子どもにエナジードリンクは必要ないCosti Iosif / Shutterstock.com
さもエネルギーを取り戻しリフレッシュできそうなイメージで今や若年層を中心に世界規模で市場を拡大しているエナジードリンク。日本市場の伸びがもっとも急激で、2009年から2013年にかけて約10倍(318億円規模)と膨れ上がり、2014年には国内メーカーの参入などもあり優に400億円を突破する見込みだ。エナジードリンクの大ヒット商品『レッドブル』だけでも全世界で約46億缶(2011年度)を売り上げており、この勢いは止まらない。
しかし、エナジードリンクをめぐる事故が相次ぎ、その危険性を指摘する医師や研究者は少なくない。特に子どもにとっては極めて重篤な心臓障害や糖尿病、異常行動などを起こしかねないという。
2011年には24時間以内に「モンスター・エナジー」700mlを2本飲んだアメリカの14歳の少女が不整脈で死亡した。2012年にはやはりアメリカで「5-hour energy」というエナジードリンクを飲み、92名が体調不良を訴え、そのうち13名が死亡、33名が入院するという事故があった。また心臓に持病を持った人がエナジードリンクを飲み、心臓発作によって死亡する事故は各国で報告されている。
では死因は何か?
不整脈で死亡した少女の場合、摂取したカフェインの量が問題だった。エナジードリンクには総じて多量のカフェインが含まれている、少女は350mLの缶入りコカコーラの14缶分に相当する480mgのカフェインを取り、結果的に、「カフェインの毒性による不整脈」で死亡した。そもそもカフェインは医薬品に該当し、薬事法では劇薬(使用量をあやまると生命にかかわる薬物)として指定されているのだ。
エナジードリンクにはコーラなどソフトドリンクの10倍以上、一般的なコーヒーの3倍以上も含まれているケースがあるという。カフェインは、中枢神経を興奮させる作用があるため、眠気や疲労感の消失、思考力の増進、運動機能の亢進といった作用を得られる。この作用がリフレッシュや疲労回復感を呼び起こす。しかし、大量に摂取しすぎると、心拍数と血圧の急上昇が起こり、心臓に負担がかかる。場合によっては不眠、神経質、胃腸障害などの症状があらわれることがある。
過剰なカフェインが子どもの命を脅かす
特に重大な事故につながるのが子どものエナジードリンクの常用だ。ミシガン子ども病院の小児科医Steven Lipshultz氏らがまとめた報告によると、米国では2010年からの3年間にエナジードリンクの副作用で5000人以上が病院に搬送され、うち半分が6歳以下の子どもだった。症状は心拍の乱れや心臓発作、動悸など。これは、エナジードリンクに含まれる多量のカフェインによるものなのだという。この報告によると6歳の子どもの場合50mg、10歳で80mg、12歳であれば100mgのカフェインの摂取で何らかの中毒症状が出るという。

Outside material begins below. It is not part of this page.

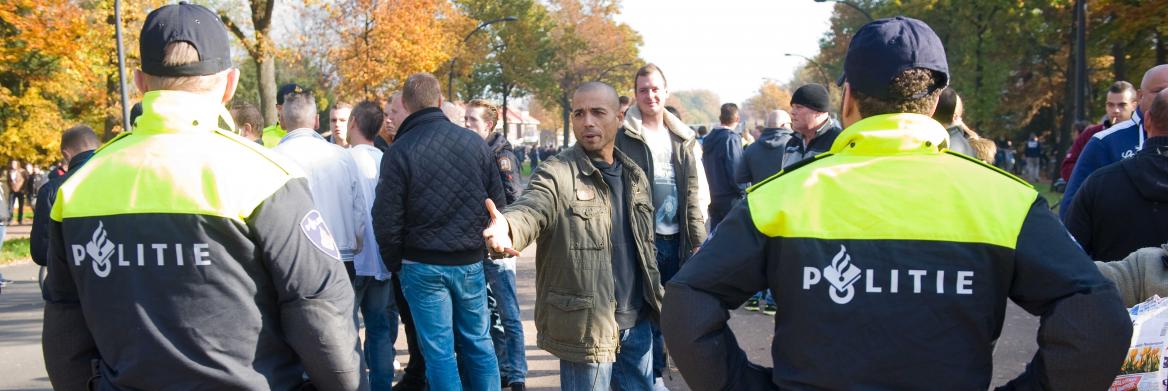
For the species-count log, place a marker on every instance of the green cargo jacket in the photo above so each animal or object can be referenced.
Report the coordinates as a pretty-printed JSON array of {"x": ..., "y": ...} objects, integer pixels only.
[{"x": 565, "y": 210}]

有名なエナジードリンクの「モンスター・エナジー」では500mlで160mg、「レッドブル」は250mlで80mgのカフェインを含んでいる。それだけでも摂取の許容量をはるかにオーバーしている。仮にコーヒー(1杯で100mg)、コーラ(330mlで32mg)などを常飲していたら累積カフェイン量はあっという間に跳ね上がる。
しかも、カフェインが厄介なのは摂取を続けると耐性ができてしまうことだ。毎日飲み続ければ、1週間から12日程度で耐性ができ、12~24時間経過すると、禁断症状を感じ始めるともいう。これがエナジードリンクの常飲につながる、
こうしたカフェインの害以外にもエナジードリンクに含まれる大量の糖分も問題だ。飲んだ後に血糖値が上昇するために元気になったように感じるにすぎないのだ。この手のドリンク剤には砂糖換算で20g、つまり3gのスティックシュガー約7本分にも相当する糖分が含まれるものまである。だから「即効性」があると感じる。これだけの糖分を子どもが摂取し続ければ、当然ながら肥満や糖尿病につながっていく。
エナジードリンクを飲んで致命的な副作用が出て、最悪死亡してしまう。こんな冗談のような話が現実に起きている。特に子どもを元気にしたいからエナジードリンクを飲まそうなど絶対考えてはいけない。